$2.3 million distribution and trucking dispatch center planned at Starpointe, but for whom?

Barbara S. Miller
Observer Reporter

Development of a 31-acre tract as a distribution facility and trucking dispatch operation in the Starpointe Business Park, Hanover Township, is on the horizon, but what will be distributed from there and by whose trucks was not divulged Wednesday at an agenda-setting session convened by the Washington County commissioners, who have been asked to approve the sale of the land for $2,325,000.

Dan Reitz, executive director of the Washington County Council on Economic Development, which has a sales agreement with Scannell Properties of Indianapolis, showed the commissioners drawings of a 507,000-square-foot building with about 11.64 acres under roof, which is in the design and permitting stage. One side of the building is 975 feet long, “or three-plus football fields,” Reitz said.

Reitz described the structure as a masonry building with 90 garage doors.

Completion is proposed for mid-2018. Once it’s up and running, the distribution center is expected to employ 90, while the trucking dispatch operation will have between 110 and 125 workers.

Commissioner Harlan Shober asked, “These are new jobs?”

“Correct,” Reitz replied, adding that he couldn’t say much because he has signed a confidentiality agreement with Scannell, and referred any additional comment to the developer.

Commission Vice Chairman Diana Irey Vaughan, who chaired the meeting in the absence of Commissioner Larry Maggi, noted the presence of a guard house on a drawing.

After the meeting, she addressed the aura of secrecy.

“The commissioners have not been given all the information, therefore we have not been asked to sign a confidentiality agreement other than knowing there is definitely a tenant the builder has for this project. We’re excited to see that we’re going to be able to move forward with more development in the park.

“If it is not the largest development, it will be one of the largest business developments in Starpointe, and we’re really excited to have yet another business provide employment opportunities to the citizens of Washington County. I’m hopeful WCCED will provide more information to the board of commissioners soon.”

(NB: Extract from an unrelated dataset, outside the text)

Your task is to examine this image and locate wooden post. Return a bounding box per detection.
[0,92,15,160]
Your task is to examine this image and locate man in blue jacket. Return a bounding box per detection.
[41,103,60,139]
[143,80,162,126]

Reitz, meanwhile, said, “I honestly don’t know the names of the entities that are renting the building, (Scannell Properties) has to prove to us they have leases before we’ll close. That’s all I can say.”

Reitz is looking for a closing by the end of September and groundbreaking in October.

Kevin See, Scannell vice president for project management, when reached by phone, said, “I’m on the same confidentiality agreement. When they’re ready to announce, I’m sure they will. I can’t tell you who it is.

“I’m not being evasive, that’s just the way it is.”

On its website, Scannell bills itself as a 25-year-old company that is “one of the country’s premier build-to-suit and project developers.”

In Pennsylvania, it has developed the 281,745-square-foot Guardian Life Insurance office building in the Lehigh Valley city of Bethlehem.

See said, “It was completed last year, and we own the facility.”

In addition to distribution/warehousing, transportation/logistics facilities, it also develops office, retail, educational, health care and government buildings, plus multi-family housing. It lists as one of its case studies a FedEx Ground distribution location in Alexandria, Va.

Reitz referred to Starpointe, along Route 22 with access to a Turnpike beltway leading to Pittsburgh International Airport, as “a strategic location with excellent highway access for this warehousing facility.”